Срубил Немил дом, брата перенес в горницу. С нескушными Маськами коротал время, запоминал слова их смешные горносталевые. Любить – кыкыка. Это ж надо! А вскорости понесли обе…

4

Они детей рожали не просто так, а вот эдак: поздней осенью, когда по реке шла шуга и медведь, засыпая, ворочался в буреломе, взяли Маськи из добычи близнецов китайские платки шелковые, червем сплетенные, сделали рубахи с широкими рукавами. Зеленых и желтых перьев нащипали – цельную охапку унесли в баню. Некрасу всё знать хотелось, он через щелку подсмотрел, как чалдонки ножиком обрили волосы под круглыми животами и наклеили перья на срамные места и лядвия. Оделись в новые рубахи и обратились к братьям с объяснением, что уходят в лес, а назад появятся только весной.

Указав рукой на Полдень, веселая Маська сказала:

– В незимней стране родятся наши дети, на берегу великой реки дадим им жизнь.

– Далеко отсюда до незимней страны? – пытал любопытный Некрас.

– За три года полчеловека дойдет, – отвечали Маськи, и Некрас смекнул, что, значит, двинутся в путь двое, а заканчивать придется одному.

– Научи нас летать! – дерзко крикнул Немил.

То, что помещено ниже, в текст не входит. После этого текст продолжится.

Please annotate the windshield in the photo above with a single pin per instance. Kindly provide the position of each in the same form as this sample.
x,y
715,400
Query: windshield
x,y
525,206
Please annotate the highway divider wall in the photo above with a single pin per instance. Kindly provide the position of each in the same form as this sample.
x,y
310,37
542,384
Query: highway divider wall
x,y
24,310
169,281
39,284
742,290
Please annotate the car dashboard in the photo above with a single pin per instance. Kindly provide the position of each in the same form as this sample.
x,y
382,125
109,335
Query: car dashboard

– Летает тот, кто зимы не знает, морозом не целован. А вы люди холода. Лютая крепость ваших жил не даст вам перекинуться – разорвет нутро.

Сказав так, Маськи поклонились братьям и отправились в лес.

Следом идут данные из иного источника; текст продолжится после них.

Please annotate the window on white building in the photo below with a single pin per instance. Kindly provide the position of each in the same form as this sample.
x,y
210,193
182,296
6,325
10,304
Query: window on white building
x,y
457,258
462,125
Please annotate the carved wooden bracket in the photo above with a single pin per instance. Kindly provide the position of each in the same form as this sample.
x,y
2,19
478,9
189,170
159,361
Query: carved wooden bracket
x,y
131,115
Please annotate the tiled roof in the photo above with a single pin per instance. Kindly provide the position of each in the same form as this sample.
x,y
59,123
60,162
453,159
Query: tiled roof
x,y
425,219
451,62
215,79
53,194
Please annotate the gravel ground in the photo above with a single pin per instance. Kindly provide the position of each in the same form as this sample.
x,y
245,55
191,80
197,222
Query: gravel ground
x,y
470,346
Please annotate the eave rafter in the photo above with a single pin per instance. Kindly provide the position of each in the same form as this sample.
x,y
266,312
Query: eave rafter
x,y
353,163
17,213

Некрас и Немил никогда прежде не зимовали так близко к Полуночи. Оттого не знали, какие тут скачут по лесу царские шубы, хороводы куниц да горносталей. Потом навострились из лука в глаз, чтобы шкура оставалась цела, стрелить белок и соболей и про своих Масек думать забыли до того весеннего дня, когда треснул лёд и с высоты раздался грай.

Посмотрели в небо: плещутся крылья. Так много, словно сама великая река пожаловала в мрачный край из незимней страны, где люди служат солнцу и пишут книги для мертвых. От весеннего птичьего крика у северного человека сердце перехватывает и в горле дрожь. Тоскует он, что пропадет после смерти. Ибо мастера делать вечных кукол из человеческих тел в этом краю по пальцам считаны и служат только князьям. Прочим – в яме гнить.

Братья обули чуни, пошли на крылатый шум. В лесу была круглая поляна, где снег оттаял. Посреди влажной земли, на куче перьев, нагие девицы стояли в черных масках с длинным клювом. Земля под их ногами дымилась, на руках каждая держала чадо. Дышали тяжело, но глазами стреляли радостно сквозь прорези масок.

– Берите, – сказали Маськи разом.

Немил руки протянул, а Некрас разгневался, крикнул:

– Птичий выблядок!

Схватил ребенка и бросил его на землю. Тот заплакал и обмер.

– Что ж ты, ирод, творишь! – вскинулся на брата Немил.

– Морок прочь гоню! Не бабы это, а волшба злая. Не бывать тому, чтобы птицы родили нам. И тебе, брат, не дам изливать семя в птичье гнездо.

– Да как же ты не дашь?

– Лучше убью тебя, брат!

– Сам тебя убью! – зарычал Немил и двинул железной рукавицей в лоб Некраса.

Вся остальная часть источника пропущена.